A EXTINÇÃO DO CONTRATO DE LOCAÇÃO EM ÉPOCA DE PANDEMIA

A Extinção do contrato de locação em época de pandemia

 

Imagine uma situação em que um comerciante, por força de determinação legal proveniente do ente político em que o seu estabelecimento está localizado, fique impedido de executar a sua atividade empresarial.

Imagine, ainda, que esse mesmo comerciante, extremamente prejudicado com essa situação, procure, na condição de locatário, o respectivo locador, para negociar uma alternativa transitória, de modo a reequilibrar a relação contratual existente entre ambos.

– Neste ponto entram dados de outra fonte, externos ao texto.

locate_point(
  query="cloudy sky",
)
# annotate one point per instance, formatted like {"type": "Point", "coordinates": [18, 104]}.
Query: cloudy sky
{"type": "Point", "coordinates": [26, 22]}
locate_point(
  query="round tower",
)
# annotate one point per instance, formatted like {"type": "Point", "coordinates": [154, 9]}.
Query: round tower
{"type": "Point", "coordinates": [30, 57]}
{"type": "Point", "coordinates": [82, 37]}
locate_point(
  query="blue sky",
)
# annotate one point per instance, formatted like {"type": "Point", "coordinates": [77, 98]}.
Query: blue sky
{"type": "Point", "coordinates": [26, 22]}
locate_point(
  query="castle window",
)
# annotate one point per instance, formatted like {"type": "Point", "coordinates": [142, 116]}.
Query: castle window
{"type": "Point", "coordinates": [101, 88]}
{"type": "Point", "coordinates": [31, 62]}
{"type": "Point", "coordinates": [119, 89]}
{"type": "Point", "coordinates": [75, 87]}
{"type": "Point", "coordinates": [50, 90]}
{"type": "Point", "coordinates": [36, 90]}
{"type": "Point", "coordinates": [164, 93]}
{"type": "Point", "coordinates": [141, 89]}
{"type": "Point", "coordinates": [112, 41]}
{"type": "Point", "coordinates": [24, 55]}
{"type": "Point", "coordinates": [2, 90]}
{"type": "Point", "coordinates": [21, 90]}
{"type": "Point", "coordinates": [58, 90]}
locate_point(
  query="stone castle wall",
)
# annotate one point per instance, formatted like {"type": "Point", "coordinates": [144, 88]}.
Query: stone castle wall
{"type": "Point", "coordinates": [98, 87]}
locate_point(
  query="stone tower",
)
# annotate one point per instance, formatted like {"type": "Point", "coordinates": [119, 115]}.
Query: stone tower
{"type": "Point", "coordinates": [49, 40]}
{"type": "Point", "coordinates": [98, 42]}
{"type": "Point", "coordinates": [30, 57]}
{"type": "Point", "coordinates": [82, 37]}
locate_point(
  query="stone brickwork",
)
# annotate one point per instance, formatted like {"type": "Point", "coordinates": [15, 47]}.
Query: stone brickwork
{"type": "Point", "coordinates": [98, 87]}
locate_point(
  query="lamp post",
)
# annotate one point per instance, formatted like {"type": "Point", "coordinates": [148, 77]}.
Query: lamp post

Imagine, por fim, que esse locador, insensível com a situação do locatário, rejeite qualquer possibilidade de acordo e encerre a questão
com o seguinte “mantra” jurídico: — contratos são feitos para serem cumpridos… e ponto final!

É bem verdade que os contratos, de fato, são feitos para serem cumpridos. Mas, nas circunstâncias atuais, onde várias atividades, por força de lei, estão impossibilitadas de ser executadas, tal assertiva traduz-se em uma verdade absoluta? E a resposta é bem simples: é evidente que não!

Por conta da pandemia declarada em 11 de março de 2020 pela OMS, bem como em razão do Estado de Calamidade Pública reconhecido pelo Governo Federal por meio do Decreto Legislativo nº 6/20, a manutenção de um contrato de locação, nessas circunstâncias, tornou-se, para muitos, insustentável. A pandemia do covid-19, a quarentena, instituída pela Lei nº 13.979/20, as posturas restritivas de estados e municípios, e vários outros motivos correlacionados a esses fatos, vêm prejudicando, de modo dramático, ou mesmo impedindo, a execução regular de uma gama variada de atividades empresariais.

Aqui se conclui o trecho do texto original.